The rain was cool against my skin. With each pellet came a tiny splash of relief to the heat radiating from my pores. The blood in my veins is scorching hot with resentment, guilt and sorrow. The rain helps to distract me from the sound of other people’s cries, simply closing my eyes isn’t enough. I need some distraction to keep my composure. Real men never cry, no matter the situation. That’s what my father told me, when he said it to me I was twelve years old.
I remember months before that I asked if he would teach me to fight like him but he flat out refused, saying no one had taught him to fight, he learned on his own. My father constantly reminded me of the time he entered a small time boxing match in his hometown when he was just nineteen and won, self-taught. He won six consecutive matches after but quit when my mom got pregnant with me. And so as my Dad put it, he “man’d up” got married; they got jobs and moved to a different town to raise me. Five years later my mother passed away and so my father got a second job, taking on all the duty in raising me.
My father never let a year pass without reminding me of the sacrifice he made to take care of me. Said no one had ever seen a kid fight the way he did especially without a trainer and had he had the chance he probably would’ve been a world champ. Over time I began to secretly watch him practice on the punching bag in his room. It was thrilling to watch, he was incredible. The quickest jabs I’ve seen moved in a blur through the air. He bobbed and weaved as if it were some kind of choreographed dance. His hooks were filled with so much power I was sure he would rip the bag from the ceiling with each blow. When he wasn’t home I started to practice on it myself, mimicking everything my father did. After months of relentless practice, my arms grew stronger and faster. I felt ready, ready to show him.

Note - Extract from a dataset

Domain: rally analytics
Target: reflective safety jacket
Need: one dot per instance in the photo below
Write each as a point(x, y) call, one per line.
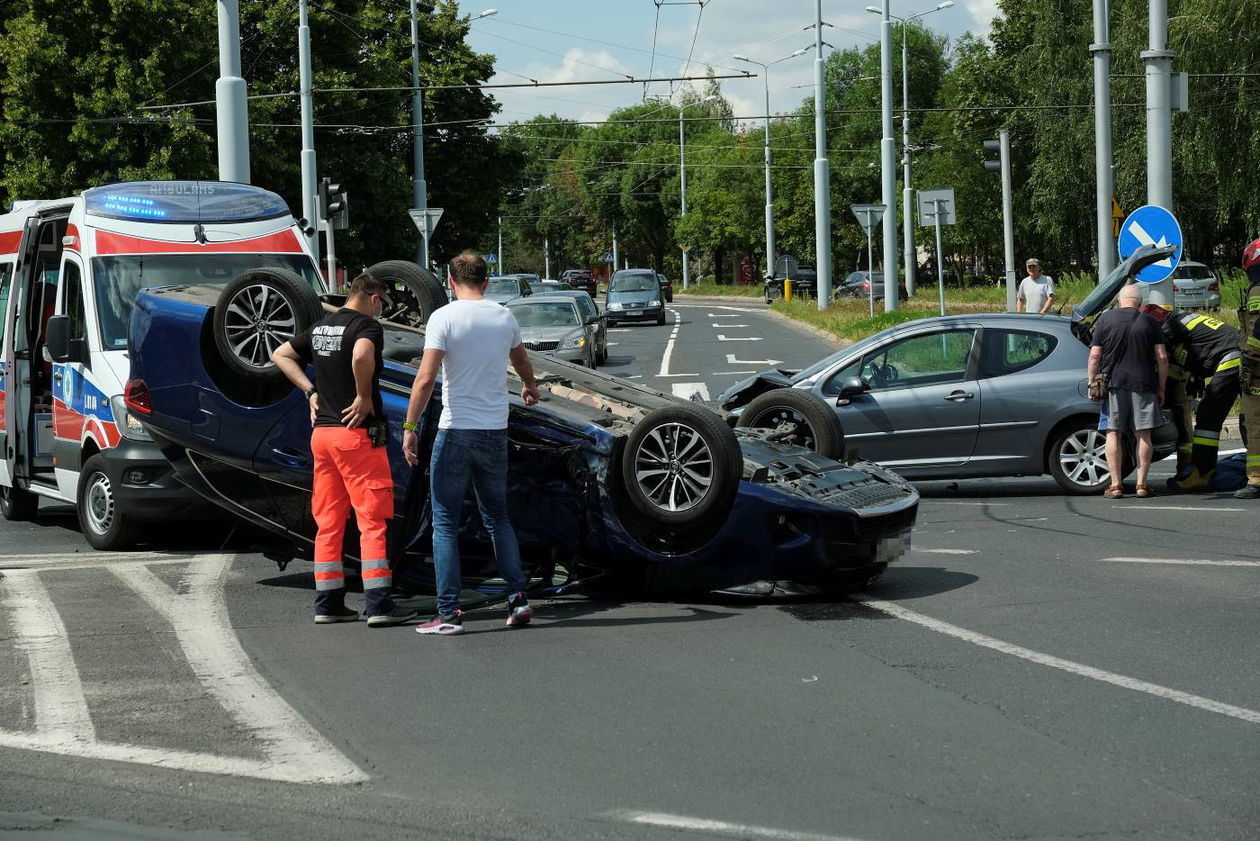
point(1200, 346)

When he arrived from work one late summer afternoon I somehow mustered up the courage and told him I’d taught myself to fight. One corner of his mouth twisted into a smile and he asked me to show him. Instantly I charged at him, rapidly punching at his stomach. My arms never felt so strong and I just knew he was impressed. I kept going at him, my body was charged with adrenaline, it felt so powerful; lethal even. Then I decided to go for an uppercut, I turned my body sideways leaned forward and felt the strength of my shoulder as it carried my arm up towards the sky. But suddenly everything in my body went limp as a jolt of staggering pain pounded the left side of my face. In a flash, the blood vessels around my eye felt as if they’d exploded through my skin. My eyeball felt as if it melted in the socket. I hit the floor hard, my flesh was burning, seconds later I exhaled and tears bust out my eyes along with my breath. I shuddered through the pain as I came to realize what happened. My father struck with a most unforgiving blow. That’s when my father said those all too familiar words, “Real men don’t cry". However, in that moment I couldn’t stop myself from crying. I sobbed along to the beat of my throbbing eye. My father walked out of the room leaving me to it and that was the last time I cried.
For nine years my father tested me and time and time again I took the pain like a man, never letting a single tear drop. Until finally one summer, the last summer, my uppercut rang true. Unfortunately, my victory was short lived as the very next day my father put my things outside and said since I thought I was such a man it was time for me to go. I didn’t ask him any questions, I just left. I didn’t know how to live on my own but I knew if I asked my father he’d just tell me, no one taught him. So I left without looking back. It’s been 36 years since then, for 36 years I was real man, on my own. For 36 years I’ve worked hard, I got married and had my own son and made it a point to teach him everything I know in spite of my father.
Only now, well...now, my fathers coffin is being lowered into the ground and I can’t stand the sight. For 36 years I’ve proved to him I was a man. But for 36 years I’ve never realized how much I missed this man. I look back down at my right hand watching the cool rain hit the back of my knuckles. I stare as the liquid trails down my skin, I stare until my hand becomes blurred. I shut my eyes closed just as I feel hot droplets splash across the backside of my hand.